Ärzte – aber nicht nur Ärzte – sollen Suizidhilfe leisten dürfen!

Ärzte – aber nicht nur Ärzte – sollen Suizidhilfe leisten dürfen!

von Dr. Christian Walther (Marburg)

1. Der Umgang von Ärzten mit Suizidwünschen gehört – unter Beibehaltung unserers jetzigen rechtlichen Rahmens – in die Kompetenz der einzelnen Ärzte. §17 MBO sollte, mittel- oder langfristig, wieder verschwinden, sei es etwa durch eine neue Abstimmung auf einem Ärztetag oder aber durch ein Gerichtsurteil, welches diese Beschneidung der ärztlichen Freiheit wieder aufhebt. Eine strafrechtliche, die Freiheit der Bürger in geradezu grotesker Weise beschneidende, Neuregelung ist weder nötig noch akzeptabel.

2. Die Aussage in den „Grundsätzen der BÄK zum Umgang mit Sterbenden“, Suizidhilfe sei keine ärztliche Aufgabe, sollte bis auf weiteres als Mittelweg zwischen divergierenden Wunschpositionen bejaht und expansiv ausgedeutet werden: Es bleibt den Ärzten freigestellt, Suizidhilfe zu leisten; eine vorgeschriebene Leistung wie etwa die Behandlung einer Blinddarmentzündung oder eine Impfung ist es nicht.
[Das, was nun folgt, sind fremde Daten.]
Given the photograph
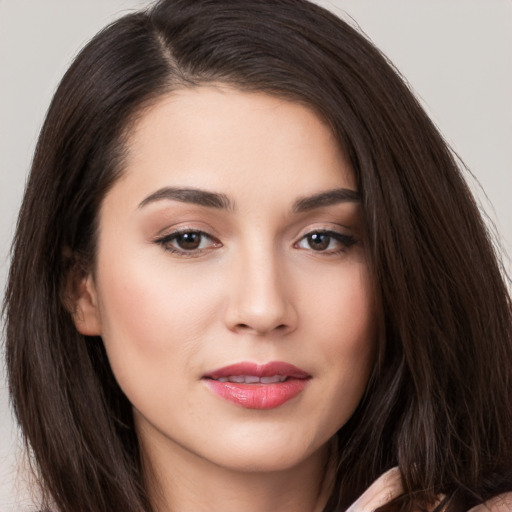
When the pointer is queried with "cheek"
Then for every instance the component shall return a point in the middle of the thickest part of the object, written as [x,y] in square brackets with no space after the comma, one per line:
[346,338]
[151,318]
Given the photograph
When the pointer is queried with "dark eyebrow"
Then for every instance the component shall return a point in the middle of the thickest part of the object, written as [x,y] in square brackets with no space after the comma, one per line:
[190,195]
[327,198]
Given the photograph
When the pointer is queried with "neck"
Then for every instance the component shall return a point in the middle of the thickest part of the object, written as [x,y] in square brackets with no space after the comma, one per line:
[180,481]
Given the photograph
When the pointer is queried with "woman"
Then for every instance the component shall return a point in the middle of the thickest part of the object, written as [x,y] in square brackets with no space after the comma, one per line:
[254,278]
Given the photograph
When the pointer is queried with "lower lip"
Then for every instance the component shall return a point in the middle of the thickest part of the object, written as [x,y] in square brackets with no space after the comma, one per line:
[258,396]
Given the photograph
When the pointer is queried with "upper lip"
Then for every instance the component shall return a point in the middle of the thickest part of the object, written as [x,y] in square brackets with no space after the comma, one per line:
[259,370]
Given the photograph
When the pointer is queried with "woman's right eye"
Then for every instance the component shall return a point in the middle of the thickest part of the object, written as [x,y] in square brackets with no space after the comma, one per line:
[188,242]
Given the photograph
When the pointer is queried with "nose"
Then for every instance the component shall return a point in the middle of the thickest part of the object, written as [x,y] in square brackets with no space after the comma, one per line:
[261,300]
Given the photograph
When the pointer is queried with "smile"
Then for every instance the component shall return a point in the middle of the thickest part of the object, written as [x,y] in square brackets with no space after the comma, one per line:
[256,386]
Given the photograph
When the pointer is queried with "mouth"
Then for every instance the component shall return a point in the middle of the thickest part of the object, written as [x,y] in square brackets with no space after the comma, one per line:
[255,386]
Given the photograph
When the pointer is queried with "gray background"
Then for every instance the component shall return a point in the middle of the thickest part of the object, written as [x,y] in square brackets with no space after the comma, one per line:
[456,54]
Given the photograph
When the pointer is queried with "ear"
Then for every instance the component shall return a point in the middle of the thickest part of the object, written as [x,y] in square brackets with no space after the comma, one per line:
[79,296]
[85,313]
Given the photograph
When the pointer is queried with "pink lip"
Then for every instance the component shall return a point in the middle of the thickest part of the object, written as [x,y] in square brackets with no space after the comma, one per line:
[258,395]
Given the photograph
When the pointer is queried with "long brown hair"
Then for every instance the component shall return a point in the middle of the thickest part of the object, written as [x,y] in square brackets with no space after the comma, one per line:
[439,402]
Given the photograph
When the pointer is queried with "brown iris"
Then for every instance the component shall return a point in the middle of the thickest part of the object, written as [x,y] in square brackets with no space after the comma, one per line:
[319,241]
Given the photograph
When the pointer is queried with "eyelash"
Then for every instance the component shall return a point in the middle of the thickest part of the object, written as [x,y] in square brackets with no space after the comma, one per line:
[345,242]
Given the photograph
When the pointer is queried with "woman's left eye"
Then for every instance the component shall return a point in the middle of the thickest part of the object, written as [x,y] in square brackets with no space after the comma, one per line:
[188,242]
[326,241]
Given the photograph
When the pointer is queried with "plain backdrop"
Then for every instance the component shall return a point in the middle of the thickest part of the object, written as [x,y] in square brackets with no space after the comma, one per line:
[456,55]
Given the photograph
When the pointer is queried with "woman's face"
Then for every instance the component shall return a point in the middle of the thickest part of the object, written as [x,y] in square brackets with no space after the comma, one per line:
[231,288]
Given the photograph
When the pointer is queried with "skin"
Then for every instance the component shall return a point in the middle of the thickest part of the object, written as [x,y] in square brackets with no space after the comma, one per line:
[255,289]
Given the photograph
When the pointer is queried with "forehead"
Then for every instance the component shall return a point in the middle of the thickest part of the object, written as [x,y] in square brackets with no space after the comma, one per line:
[220,138]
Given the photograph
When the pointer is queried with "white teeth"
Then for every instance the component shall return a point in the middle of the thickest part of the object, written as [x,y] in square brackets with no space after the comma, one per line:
[252,379]
[273,379]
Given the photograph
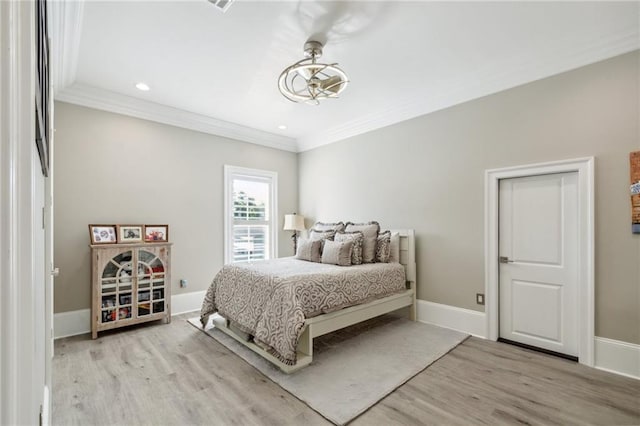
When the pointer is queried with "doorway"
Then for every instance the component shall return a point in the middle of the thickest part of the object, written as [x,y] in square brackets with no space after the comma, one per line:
[529,271]
[538,268]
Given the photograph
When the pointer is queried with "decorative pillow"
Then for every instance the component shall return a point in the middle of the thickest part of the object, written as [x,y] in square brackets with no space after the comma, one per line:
[310,250]
[337,253]
[315,234]
[383,247]
[357,238]
[394,256]
[370,231]
[336,226]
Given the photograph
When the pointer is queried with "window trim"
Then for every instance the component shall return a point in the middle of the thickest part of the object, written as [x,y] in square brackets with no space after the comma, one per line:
[231,172]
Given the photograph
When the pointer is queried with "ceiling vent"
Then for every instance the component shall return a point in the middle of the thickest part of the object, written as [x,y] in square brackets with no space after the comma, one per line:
[223,5]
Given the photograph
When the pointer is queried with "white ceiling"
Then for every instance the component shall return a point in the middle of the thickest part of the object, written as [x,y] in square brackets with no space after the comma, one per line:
[217,72]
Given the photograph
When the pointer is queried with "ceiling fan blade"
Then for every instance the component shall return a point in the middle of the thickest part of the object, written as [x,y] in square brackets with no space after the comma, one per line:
[332,84]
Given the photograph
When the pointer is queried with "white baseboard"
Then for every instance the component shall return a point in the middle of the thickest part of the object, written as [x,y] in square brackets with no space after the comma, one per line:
[72,323]
[617,357]
[187,302]
[460,319]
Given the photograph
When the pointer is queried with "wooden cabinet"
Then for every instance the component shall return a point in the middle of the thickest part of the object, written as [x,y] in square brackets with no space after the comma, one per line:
[131,283]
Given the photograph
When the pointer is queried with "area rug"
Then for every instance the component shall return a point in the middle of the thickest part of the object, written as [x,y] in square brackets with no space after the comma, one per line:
[356,367]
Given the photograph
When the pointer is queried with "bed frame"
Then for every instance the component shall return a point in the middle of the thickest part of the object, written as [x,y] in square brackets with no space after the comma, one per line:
[327,323]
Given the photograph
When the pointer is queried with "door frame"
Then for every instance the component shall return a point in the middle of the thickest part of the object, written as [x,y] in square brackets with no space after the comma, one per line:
[586,234]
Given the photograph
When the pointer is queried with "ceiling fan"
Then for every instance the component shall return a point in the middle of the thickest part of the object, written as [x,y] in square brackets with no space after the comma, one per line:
[310,81]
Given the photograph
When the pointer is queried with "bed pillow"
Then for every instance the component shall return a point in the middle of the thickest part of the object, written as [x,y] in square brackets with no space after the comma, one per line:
[337,252]
[316,234]
[383,247]
[355,237]
[394,256]
[370,231]
[335,226]
[310,250]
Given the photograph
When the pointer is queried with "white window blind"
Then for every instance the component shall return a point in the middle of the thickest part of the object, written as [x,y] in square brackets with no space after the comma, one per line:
[250,214]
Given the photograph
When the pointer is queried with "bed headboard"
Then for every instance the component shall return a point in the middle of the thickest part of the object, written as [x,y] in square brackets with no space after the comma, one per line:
[408,252]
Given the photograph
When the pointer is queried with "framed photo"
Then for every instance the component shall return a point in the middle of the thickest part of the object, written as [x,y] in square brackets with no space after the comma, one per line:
[156,233]
[130,233]
[102,234]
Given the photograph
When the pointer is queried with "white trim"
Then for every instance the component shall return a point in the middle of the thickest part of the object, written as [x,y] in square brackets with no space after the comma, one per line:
[617,357]
[187,302]
[459,319]
[21,327]
[106,100]
[586,313]
[65,29]
[229,172]
[73,323]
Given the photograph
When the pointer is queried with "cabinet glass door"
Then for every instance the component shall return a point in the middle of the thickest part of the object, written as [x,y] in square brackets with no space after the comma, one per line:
[116,288]
[151,281]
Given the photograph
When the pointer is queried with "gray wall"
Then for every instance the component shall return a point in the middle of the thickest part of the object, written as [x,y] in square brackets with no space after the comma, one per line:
[427,174]
[110,168]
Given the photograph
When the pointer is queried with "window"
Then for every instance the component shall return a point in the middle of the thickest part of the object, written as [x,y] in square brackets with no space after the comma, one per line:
[250,214]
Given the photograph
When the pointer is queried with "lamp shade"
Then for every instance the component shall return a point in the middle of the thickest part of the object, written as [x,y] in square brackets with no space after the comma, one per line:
[293,222]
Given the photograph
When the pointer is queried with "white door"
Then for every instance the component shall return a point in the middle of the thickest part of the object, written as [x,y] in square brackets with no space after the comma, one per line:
[538,238]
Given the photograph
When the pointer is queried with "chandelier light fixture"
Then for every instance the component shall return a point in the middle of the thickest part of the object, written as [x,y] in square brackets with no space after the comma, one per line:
[310,81]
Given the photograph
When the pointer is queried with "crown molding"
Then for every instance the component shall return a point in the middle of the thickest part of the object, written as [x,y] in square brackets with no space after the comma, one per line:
[106,100]
[521,71]
[65,24]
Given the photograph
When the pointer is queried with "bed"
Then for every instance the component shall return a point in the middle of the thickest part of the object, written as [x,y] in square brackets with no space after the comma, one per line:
[277,307]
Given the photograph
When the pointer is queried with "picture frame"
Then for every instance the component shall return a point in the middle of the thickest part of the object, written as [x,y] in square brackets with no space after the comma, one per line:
[130,233]
[103,234]
[156,233]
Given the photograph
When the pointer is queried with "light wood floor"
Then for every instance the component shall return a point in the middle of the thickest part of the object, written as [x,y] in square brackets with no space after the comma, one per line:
[173,374]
3. Eine Vorschrift, die Ärzten Suizidhilfe nur bei denen erlaubt, die eine sog. infauste Prognose haben, ist abzulehnen. Damit würde indirekt allen, die einsichtsfähig und aus den verschiedensten anderen Gründen (etwa Hinweisen, die eine beginnende Demenz anzeigen; man stirbt nicht An, sondern IN Demenz!) ihr Leben vorzeitig beenden möchten, das Recht abgesprochen, diesen Wunsch in die Tat umzusetzen. Dies aber wäre eine Ungeheuerlichkeit gegenüber der gewachsenen weltanschaulichen Vielfalt in unserer pluralistischen Gesellschaft.

4. Alternativ zu Ärzten als Suizidhelfern sind auch in unserem Lande Sterbehilfegesellschaften durchaus wünschenswert, an die man sich wenden kann, wenn kein Arzt des Vertrauens zum Suizid helfen will. Wenn die Zulassung solcher Organisationen an strenge Kriterien gebunden würde, dürfte dem auch hierzulande häufig und verständlicherweise bestehenden Unbehagen am Geschäftsgebaren solcher Organisationen die Grundlage entzogen werden.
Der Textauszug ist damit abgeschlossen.